Smartphones are slowly replacing traditional dial and text mobile phones, and as they do they gradually change the face of IT and telecoms infrastructure. Soon mobile phones could pose as not only a device to call a friend, but as a passport and credit card.
Morten Hother Sørensen, Vice President at TDC spoke at length at the Next Generation Telecoms Summit about advancements in mobile technology – detailing the future of smartphones arcing towards a complete payment service. Morten suggested that future smartphones would incorporate software to be utilised as a passport, cash, driver’s license, public ID, health insurance, debit card and supermarket loyalty cards, among others.
As a mobile banking aid, smartphones could be used for information services, account balance and transfer, transaction history, and could be used as a payment service with P2P payments, tickets, parking, bill payments and used as a debit card, in a store.
The system of relying solely on a mobile phone as an ‘all-in-one’ wallet has several advantages, according to the delegates at the summit. From a governmental perspective, removing cash from the system and utilizing mobile payments provide a better opportunity for governments to collect taxes and potentially improve perception of security.
Financially, mobile payments cut out the middle man – in this instance allowing the customer to forgo dealing with a checkout assistant and self-serve, and lower the cost of cash handling. Online transactions (in theory) limit the chances for human error, and with value-based payments and offers, should see increased loyalty from mobile customers.
Those challenges posed at the summit centre around infrastructure; getting the correct support development and increasing processing speeds to speed up point of sale transactions.
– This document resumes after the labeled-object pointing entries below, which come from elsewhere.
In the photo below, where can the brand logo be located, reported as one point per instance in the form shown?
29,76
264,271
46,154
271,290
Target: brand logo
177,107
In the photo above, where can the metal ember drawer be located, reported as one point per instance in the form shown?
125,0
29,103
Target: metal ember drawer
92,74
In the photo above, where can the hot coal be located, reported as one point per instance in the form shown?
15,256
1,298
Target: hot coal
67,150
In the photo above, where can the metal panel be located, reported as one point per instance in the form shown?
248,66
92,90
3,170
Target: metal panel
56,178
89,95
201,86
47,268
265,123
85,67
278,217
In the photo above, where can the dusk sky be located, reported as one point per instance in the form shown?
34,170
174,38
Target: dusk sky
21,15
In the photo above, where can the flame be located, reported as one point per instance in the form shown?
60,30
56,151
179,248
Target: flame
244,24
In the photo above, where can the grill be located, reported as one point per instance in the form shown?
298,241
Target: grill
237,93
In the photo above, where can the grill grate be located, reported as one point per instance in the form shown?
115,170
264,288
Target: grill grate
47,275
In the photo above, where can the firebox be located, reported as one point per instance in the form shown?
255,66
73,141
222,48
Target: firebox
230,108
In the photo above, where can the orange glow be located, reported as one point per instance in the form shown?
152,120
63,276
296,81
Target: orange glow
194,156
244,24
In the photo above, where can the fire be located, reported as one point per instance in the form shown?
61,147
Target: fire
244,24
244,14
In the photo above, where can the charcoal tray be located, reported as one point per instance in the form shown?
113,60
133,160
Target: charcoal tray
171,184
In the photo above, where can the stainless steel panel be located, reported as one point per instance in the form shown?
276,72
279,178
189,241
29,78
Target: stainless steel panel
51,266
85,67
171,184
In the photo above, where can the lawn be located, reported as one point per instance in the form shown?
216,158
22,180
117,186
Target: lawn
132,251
Morten highlighted that traditional plastic cards would need to be replaced by chip-based UICC SIM, which would be slotted into the phone, and shop terminals would be updated with “NFC readers or made available through SMS or IP-addresses.”
In fact, the future of mobile payments isn’t very futuristic at all. Starbucks, the coffee giant, has already rolled out a mobile payment scheme which incorporates a ‘pay point’ on site which reads a pre-sent Starbuck’s card number off a customer’s mobile phone.
At the Web 2.0 Summit in San Francisco, Google’s CEO Eric Schmidt confirmed that he thought a Google Android-powered smartphone would eventually replace the credit card. "This could replace your credit card," Schmidt said. "The reason this NFC chip is so interesting is because the credit card industry thinks the loss rate is going to be much better, they're just more secure."